The merger includes Kirkland Lake Gold’s Macassa mine in Ontario. (Photo: KLG)

Agnico Eagle Mines Ltd. (AEM) has entered into an all-stock agreement to acquire Kirkland Lake Gold Ltd. (KLG) in a “merger of equals,” which would retain the AEM name and be headquartered at AEM’s existing head office. KLG shareholders will receive 0.7935 of an AEM common share for each KLG share. The consideration implies a combined market capitalization of approximately $24 billion. Upon closing, existing AEM and KLG shareholders will own approximately 54% and 46% of the combined company, respectively.

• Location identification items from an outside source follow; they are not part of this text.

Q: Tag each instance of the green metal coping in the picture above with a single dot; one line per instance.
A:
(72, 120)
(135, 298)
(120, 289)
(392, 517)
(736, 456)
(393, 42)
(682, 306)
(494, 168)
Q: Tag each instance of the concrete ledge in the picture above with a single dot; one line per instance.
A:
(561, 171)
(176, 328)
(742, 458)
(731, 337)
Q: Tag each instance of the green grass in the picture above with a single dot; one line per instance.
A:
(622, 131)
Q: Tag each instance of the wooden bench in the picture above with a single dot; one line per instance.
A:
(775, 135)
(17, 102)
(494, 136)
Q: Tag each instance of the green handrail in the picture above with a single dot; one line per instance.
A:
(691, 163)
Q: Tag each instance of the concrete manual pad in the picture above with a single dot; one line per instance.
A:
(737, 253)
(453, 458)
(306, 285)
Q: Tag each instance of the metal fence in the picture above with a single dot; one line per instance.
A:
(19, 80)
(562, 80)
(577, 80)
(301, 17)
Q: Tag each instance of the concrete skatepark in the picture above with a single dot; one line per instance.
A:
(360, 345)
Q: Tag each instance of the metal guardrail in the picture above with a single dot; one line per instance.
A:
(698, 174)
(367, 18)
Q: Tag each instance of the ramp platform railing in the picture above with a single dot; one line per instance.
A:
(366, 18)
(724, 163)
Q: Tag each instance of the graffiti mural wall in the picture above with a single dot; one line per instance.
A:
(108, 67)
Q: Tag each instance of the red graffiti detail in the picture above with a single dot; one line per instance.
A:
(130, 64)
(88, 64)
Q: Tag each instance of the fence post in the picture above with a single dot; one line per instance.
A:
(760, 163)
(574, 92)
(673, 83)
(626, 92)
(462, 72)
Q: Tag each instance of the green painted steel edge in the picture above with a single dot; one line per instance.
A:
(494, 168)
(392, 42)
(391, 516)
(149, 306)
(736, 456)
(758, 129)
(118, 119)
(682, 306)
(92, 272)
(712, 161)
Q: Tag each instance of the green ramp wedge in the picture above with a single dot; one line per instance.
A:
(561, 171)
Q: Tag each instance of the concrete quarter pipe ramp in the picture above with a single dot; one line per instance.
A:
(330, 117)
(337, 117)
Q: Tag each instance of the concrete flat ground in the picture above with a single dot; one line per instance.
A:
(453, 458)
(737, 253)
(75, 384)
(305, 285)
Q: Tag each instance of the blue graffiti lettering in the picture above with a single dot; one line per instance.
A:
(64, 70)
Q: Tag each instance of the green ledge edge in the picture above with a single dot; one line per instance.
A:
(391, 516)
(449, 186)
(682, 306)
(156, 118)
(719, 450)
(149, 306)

The acquisition would increase AEM’s gold production from 1.7 million ounces per year (oz/y) to 3.4 million oz/y, making it the No. 3 gold producer behind Newmont and Barrick Gold. Upon closing, AEM is expected to have $2.3 billion of available liquidity, a mineral reserve base of 48 million ounces of gold, (969 million metric tons (mt) at 1.53 g/mt), and an extensive pipeline of development and exploration projects.

In a statement, the companies said the merger will establish the new Agnico Eagle as the gold industry’s highest-quality senior producer, with the lowest unit costs, highest margins, most favorable risk profile and industry-leading best practices in key areas of environmental, social and governance (ESG). The transaction will consolidate operations within the Abitibi-Greenstone Belt of northeastern Ontario and northwestern Quebec. The combined portfolio will also include gold production from Nunavut in Canada, as well as at Fosterville in Victoria, Australia, Kittila in the Lapland region of northern Finland, and Pinos Altos and La India in northern Mexico.

Under the merger agreement, which the board of directors of both companies have unanimously approved, the new AEM will be led by a combined board and management team. The new AEM’s board would consist of 13 directors with seven from AEM and six for KLG. AEM CEO Sean Boyd would become chairman. KLG CEO Tony Makuch would become CEO.

The transaction is expected to close in December 2021 or in the first quarter of 2022.

“This merger starts a new chapter in Agnico Eagle’s 64-year history and creates the leading low-risk global gold company with growing production, low costs and strong ESG leadership,” Boyd said. “The transaction creates a company with a strong platform of people, assets and financial resources to continue to build and operate a long term sustainable and self-funding business. Over time, we believe that the gold industry will continue to evolve and consolidate and with this transaction we are well positioned to take advantage of high-quality opportunities and be a true Canadian mining champion.”

Makuch said both companies will benefit from the financial strength of the merged company, “the extensive pipeline of development and exploration projects to drive future growth, and the potential to realize significant operational and strategic synergies along the Abitibi-Kirkland Lake corridor.”

The merger is also subject to closing conditions customary in transactions of this nature and it includes reciprocal non-solicitation provisions, a reciprocal $450 million termination fee and a $20 million expense reimbursement payable in certain circumstances. The two companies have agreed to use commercially reasonable efforts to complete the merger on or before March 31, 2022.